IMPACT OF DROUGHT STRESS AND OTHER FACTORS ON SEASONAL LAND BIOSPHERE CO2 EXCHANGE STUDIED THROUGH AN ATMOSPHERIC TRACER TRANSPORT MODEL

We develop a simple, generic global model of carbon cycling by terrestrial vegetation driven by climate data, observed greenness from global vegetation index data, and a drought-stress indicator calculated with a one-layer bucket model. Modelled CO2 fluxes are then fed into a three-dimensional atmospheric tracer transport model, so that results can be checked against observed concentrations of CO2 at various monitoring sites. By exploring a wide range of model formulations, we find an optimal fit of the model to atmospheric CO2 data. To check these results, we use a second model with a coupled photosynthesis-hydrology scheme, using the Penman-Monteith equation to calculate evapotranspiration. This model simulates feedbacks between drought-stress and photosynthesis through the soil-water balance. We show that CO2 measurements at tropical and southern-hemisphere stations can be used to constrain the seasonal atmosphere-biosphere carbon exchange in the wet-dry tropics.
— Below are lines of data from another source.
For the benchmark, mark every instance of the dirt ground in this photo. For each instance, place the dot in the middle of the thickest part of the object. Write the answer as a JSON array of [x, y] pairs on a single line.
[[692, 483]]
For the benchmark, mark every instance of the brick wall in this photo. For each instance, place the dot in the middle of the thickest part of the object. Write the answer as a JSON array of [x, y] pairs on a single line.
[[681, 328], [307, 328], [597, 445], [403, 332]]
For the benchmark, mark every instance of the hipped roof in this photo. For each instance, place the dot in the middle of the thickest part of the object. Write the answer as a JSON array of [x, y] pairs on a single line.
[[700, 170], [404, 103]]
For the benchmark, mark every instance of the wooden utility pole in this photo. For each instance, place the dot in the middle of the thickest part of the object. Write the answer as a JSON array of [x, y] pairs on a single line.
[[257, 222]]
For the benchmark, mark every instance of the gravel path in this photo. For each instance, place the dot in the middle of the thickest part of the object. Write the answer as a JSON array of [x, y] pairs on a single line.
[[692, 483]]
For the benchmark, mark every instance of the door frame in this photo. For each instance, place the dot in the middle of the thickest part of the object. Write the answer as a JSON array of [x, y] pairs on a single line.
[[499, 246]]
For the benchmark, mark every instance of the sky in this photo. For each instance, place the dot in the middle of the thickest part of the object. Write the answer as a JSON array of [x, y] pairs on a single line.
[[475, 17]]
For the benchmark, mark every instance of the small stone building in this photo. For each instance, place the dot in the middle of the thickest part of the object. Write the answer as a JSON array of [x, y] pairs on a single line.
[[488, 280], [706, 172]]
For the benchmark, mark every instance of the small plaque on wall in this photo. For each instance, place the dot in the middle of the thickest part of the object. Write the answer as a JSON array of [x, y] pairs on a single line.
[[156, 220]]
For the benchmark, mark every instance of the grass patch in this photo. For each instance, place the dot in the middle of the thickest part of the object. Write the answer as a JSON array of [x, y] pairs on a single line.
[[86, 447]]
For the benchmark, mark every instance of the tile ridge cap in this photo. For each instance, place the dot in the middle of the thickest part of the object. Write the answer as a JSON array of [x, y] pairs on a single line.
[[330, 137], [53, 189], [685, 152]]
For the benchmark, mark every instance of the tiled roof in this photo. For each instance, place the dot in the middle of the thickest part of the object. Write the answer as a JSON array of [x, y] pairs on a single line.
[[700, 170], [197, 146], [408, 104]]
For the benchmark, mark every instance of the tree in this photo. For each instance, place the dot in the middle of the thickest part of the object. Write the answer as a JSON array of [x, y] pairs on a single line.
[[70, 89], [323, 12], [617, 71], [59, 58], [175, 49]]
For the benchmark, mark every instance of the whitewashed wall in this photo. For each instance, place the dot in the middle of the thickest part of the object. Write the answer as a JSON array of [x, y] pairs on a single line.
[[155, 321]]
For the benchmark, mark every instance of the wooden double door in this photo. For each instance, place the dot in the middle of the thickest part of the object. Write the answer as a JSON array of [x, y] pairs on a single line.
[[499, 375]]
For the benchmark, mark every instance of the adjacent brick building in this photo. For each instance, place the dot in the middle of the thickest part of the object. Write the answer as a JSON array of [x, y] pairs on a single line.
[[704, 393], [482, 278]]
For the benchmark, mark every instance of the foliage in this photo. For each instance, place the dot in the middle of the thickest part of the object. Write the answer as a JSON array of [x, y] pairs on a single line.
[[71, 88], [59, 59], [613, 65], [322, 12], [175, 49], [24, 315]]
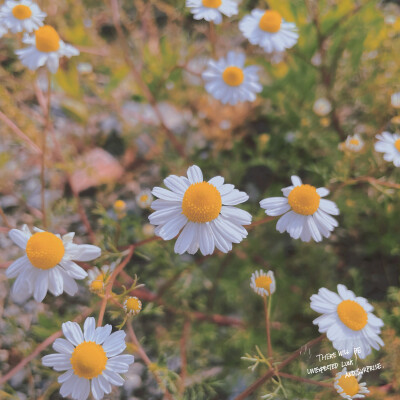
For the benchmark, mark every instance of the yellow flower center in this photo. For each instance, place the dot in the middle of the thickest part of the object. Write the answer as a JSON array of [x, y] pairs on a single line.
[[349, 384], [201, 202], [263, 282], [397, 145], [352, 315], [233, 76], [88, 360], [304, 199], [212, 3], [21, 12], [44, 250], [271, 21], [47, 39]]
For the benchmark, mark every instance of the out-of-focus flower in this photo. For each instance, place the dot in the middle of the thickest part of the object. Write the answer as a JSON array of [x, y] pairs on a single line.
[[305, 214], [389, 145], [269, 30], [229, 81], [91, 359], [348, 386], [202, 210], [47, 264], [46, 48], [263, 283], [322, 107], [132, 305], [347, 321], [212, 10], [20, 16]]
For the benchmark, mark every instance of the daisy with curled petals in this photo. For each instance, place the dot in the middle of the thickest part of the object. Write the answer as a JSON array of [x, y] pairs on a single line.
[[389, 144], [22, 15], [263, 283], [306, 215], [229, 81], [91, 359], [46, 48], [203, 210], [347, 321], [348, 386], [47, 264], [212, 10], [269, 30]]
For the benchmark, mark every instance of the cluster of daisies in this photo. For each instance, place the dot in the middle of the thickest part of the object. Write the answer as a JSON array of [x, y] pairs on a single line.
[[45, 47], [228, 80]]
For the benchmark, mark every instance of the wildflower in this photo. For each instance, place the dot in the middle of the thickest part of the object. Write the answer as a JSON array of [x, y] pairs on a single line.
[[20, 16], [263, 283], [348, 386], [389, 144], [46, 48], [229, 81], [203, 210], [322, 107], [212, 10], [269, 30], [47, 264], [132, 305], [347, 321], [144, 198], [91, 360], [305, 213]]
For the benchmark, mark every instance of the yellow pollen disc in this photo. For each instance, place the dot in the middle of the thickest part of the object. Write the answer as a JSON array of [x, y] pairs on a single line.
[[21, 12], [271, 21], [397, 145], [352, 315], [44, 250], [47, 39], [212, 3], [263, 282], [349, 384], [304, 199], [233, 76], [201, 202], [88, 360]]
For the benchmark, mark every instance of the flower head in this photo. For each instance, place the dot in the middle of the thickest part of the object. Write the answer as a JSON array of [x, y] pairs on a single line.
[[48, 263], [263, 283], [306, 215], [90, 358], [212, 10], [46, 48], [202, 210], [229, 81], [269, 30], [348, 386], [347, 321]]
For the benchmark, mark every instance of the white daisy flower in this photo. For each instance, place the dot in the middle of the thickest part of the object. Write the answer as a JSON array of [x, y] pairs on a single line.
[[349, 387], [132, 305], [263, 283], [229, 81], [389, 144], [347, 321], [269, 30], [98, 278], [306, 214], [22, 15], [212, 10], [203, 210], [46, 48], [144, 198], [354, 143], [91, 360], [47, 264]]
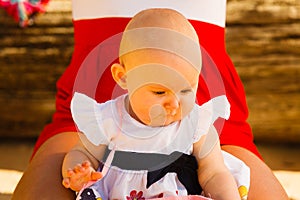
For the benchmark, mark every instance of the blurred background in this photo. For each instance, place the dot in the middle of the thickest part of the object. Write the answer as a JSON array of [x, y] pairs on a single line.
[[262, 38]]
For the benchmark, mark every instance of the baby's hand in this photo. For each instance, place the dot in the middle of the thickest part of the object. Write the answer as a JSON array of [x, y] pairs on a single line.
[[80, 175]]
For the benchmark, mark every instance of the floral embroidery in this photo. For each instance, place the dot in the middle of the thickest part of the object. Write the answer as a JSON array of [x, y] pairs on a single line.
[[134, 195]]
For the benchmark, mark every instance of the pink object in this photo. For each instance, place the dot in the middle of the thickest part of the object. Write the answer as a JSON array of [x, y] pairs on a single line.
[[189, 197], [23, 11]]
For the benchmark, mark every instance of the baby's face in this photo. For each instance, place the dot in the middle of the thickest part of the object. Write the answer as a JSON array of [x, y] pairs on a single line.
[[161, 86]]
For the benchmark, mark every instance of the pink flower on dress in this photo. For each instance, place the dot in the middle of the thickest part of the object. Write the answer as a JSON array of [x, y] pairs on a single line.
[[134, 195]]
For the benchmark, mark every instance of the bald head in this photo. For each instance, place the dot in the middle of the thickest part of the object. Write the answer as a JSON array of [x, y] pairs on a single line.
[[161, 30], [163, 18]]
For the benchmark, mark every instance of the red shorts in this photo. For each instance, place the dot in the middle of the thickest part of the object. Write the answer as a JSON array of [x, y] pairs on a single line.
[[218, 76]]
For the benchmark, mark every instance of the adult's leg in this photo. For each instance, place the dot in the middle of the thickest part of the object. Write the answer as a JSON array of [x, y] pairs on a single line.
[[263, 184], [42, 178]]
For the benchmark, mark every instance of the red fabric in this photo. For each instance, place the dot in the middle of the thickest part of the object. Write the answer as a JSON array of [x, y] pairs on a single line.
[[89, 72]]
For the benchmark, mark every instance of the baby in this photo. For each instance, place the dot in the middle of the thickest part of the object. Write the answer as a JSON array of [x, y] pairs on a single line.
[[156, 141]]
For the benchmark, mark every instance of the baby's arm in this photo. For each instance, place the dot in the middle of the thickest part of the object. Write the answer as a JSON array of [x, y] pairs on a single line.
[[80, 164], [213, 175]]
In both models, this seasonality is strongly suppressed, more strongly in fact than predicted by some complex terrestrial-vegetation models. We also find some evidence of a considerable CO2 release from soils during the northern-hemisphere winter. An exponential air-temperature dependence of soil release with a Q(10) of 1.5 is found to be most appropriate, with no cutoff at low freezing temperatures. The results of this study should indicate in how far measurements of atmospheric CO2 concentration can provide a constraint on global models of terrestrial-vegetation activity.